Built in 1929, the D’Agostino Building in downtown Port Allen is being saved from demolition by Sun Plus Inc.’s Rawlston Phillips, who says the key to the old iconic building is having it placed on the National Register of Historic Place.
“The City of Port Allen wanted something to happen to it,” Phillips said. “They were just tired of the abandoned building and felt like something needs to happen.”
A longtime resident of Port Allen and a history buff, Phillips said he couldn’t bear to see the building demolished, which seemed to be its destiny.
“If I don’t buy this building, then basically it going to be bulldozed,” he said, which is the most economical end for the D’Agostino Building.
“…There are much better uses for the money and much quicker returns on investment,” Phillips continued.
Destroying the building was unacceptable to the local businessman who said one of the most interesting things he’s found out about the D’Agostino is that while it was completed in 1929, it was moved just two years later when the modern levee was built.
“It was built on the banks of the Mississippi River and in 1931 it was moved from there about seven blocks to where it stands now,” Phillips said, quite a feat for a two-story, 9,000-square-foot building 90 years ago.

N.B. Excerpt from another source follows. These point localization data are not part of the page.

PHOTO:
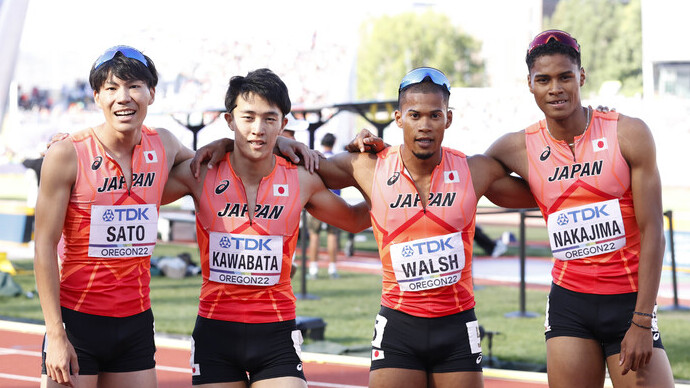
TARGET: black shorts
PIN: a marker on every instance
(604, 318)
(434, 345)
(225, 351)
(109, 344)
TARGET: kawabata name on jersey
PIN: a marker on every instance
(585, 231)
(428, 263)
(123, 230)
(245, 259)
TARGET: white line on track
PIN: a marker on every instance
(18, 377)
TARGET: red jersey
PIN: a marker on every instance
(586, 199)
(110, 229)
(246, 263)
(426, 253)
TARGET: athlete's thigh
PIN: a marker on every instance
(456, 379)
(655, 374)
(83, 381)
(280, 382)
(397, 378)
(570, 359)
(235, 384)
(141, 378)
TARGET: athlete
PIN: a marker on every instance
(595, 178)
(245, 332)
(423, 200)
(100, 192)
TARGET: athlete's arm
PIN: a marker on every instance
(490, 178)
(213, 153)
(58, 175)
(181, 182)
(637, 147)
(330, 208)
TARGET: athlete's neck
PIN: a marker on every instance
(251, 171)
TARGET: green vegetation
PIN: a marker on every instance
(613, 50)
(392, 45)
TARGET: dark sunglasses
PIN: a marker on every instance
(129, 52)
(558, 35)
(419, 74)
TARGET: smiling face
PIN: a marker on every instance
(555, 81)
(424, 117)
(124, 103)
(256, 123)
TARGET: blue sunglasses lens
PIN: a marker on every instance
(129, 52)
(418, 75)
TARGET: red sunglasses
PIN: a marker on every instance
(558, 35)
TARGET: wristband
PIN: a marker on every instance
(640, 326)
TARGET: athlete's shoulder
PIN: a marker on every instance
(535, 127)
(451, 152)
(388, 152)
(81, 135)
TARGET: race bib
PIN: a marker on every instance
(123, 230)
(585, 231)
(242, 259)
(428, 263)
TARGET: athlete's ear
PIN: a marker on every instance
(152, 90)
(398, 118)
(229, 120)
(582, 76)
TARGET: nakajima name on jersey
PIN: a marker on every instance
(587, 230)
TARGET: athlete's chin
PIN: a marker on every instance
(423, 155)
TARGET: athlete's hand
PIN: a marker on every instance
(60, 360)
(366, 141)
(212, 153)
(56, 138)
(636, 349)
(291, 149)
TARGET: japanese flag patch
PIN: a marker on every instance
(280, 190)
(451, 176)
(150, 157)
(600, 144)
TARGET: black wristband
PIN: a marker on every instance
(640, 326)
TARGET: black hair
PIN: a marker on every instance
(425, 86)
(328, 140)
(550, 48)
(124, 68)
(262, 82)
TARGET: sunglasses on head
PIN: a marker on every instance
(560, 36)
(129, 52)
(419, 74)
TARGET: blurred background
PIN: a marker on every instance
(332, 53)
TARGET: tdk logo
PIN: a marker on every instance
(585, 214)
(125, 215)
(245, 243)
(426, 247)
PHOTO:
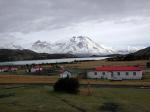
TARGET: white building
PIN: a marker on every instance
(5, 69)
(115, 73)
(65, 74)
(35, 69)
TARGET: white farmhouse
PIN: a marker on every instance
(65, 74)
(115, 73)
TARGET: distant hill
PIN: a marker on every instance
(139, 55)
(25, 54)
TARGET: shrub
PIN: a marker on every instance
(69, 85)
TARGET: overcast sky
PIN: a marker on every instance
(113, 23)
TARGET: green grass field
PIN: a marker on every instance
(43, 99)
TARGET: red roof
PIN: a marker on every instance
(117, 68)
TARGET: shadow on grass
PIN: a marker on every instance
(110, 107)
(7, 95)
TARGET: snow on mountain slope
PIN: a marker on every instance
(42, 47)
(75, 45)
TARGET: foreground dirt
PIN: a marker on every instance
(22, 79)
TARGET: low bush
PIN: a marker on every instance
(68, 85)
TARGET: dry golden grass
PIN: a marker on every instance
(92, 64)
(4, 79)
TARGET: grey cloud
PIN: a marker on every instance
(35, 15)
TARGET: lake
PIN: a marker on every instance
(50, 61)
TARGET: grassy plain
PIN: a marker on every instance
(43, 99)
(21, 77)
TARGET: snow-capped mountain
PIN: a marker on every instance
(42, 47)
(75, 45)
(80, 45)
(10, 46)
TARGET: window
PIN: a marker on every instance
(134, 73)
(118, 73)
(127, 73)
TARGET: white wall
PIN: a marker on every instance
(108, 75)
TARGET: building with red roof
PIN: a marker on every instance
(115, 73)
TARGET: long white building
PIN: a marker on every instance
(115, 73)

That piece of trivia brought the building’s new owner to an important facet of his plan—uncovering as much history about the building as possible. Because of that, Phillips is asking for assistance from the public.
“Our number one goal is to find out the history of the building,” he said. “We’re reaching out to everyone in the community to try to complete a history of the building.”
“We’re asking anybody and everybody for any information they may have, anything they might know about the building,” Phillips continued.
He told members of the Port Allen City Council at their meeting last week he is receiving help from the West Baton Rouge Museum and The West Side Journal in his quest for the building’s historical background.
“We do know at one time it was called the Magnolia Hotel but finding out any details even about that is like finding a ghost in the fog,” Phillips said.
Phillips said saving the historic building is so far an act of love and an attempt at historic preservation.
“There is no immediate demand for the space in the building,” he said. “I just didn’t want to see it go to the ground because it’s one of Port Allen’s longest standing structures.”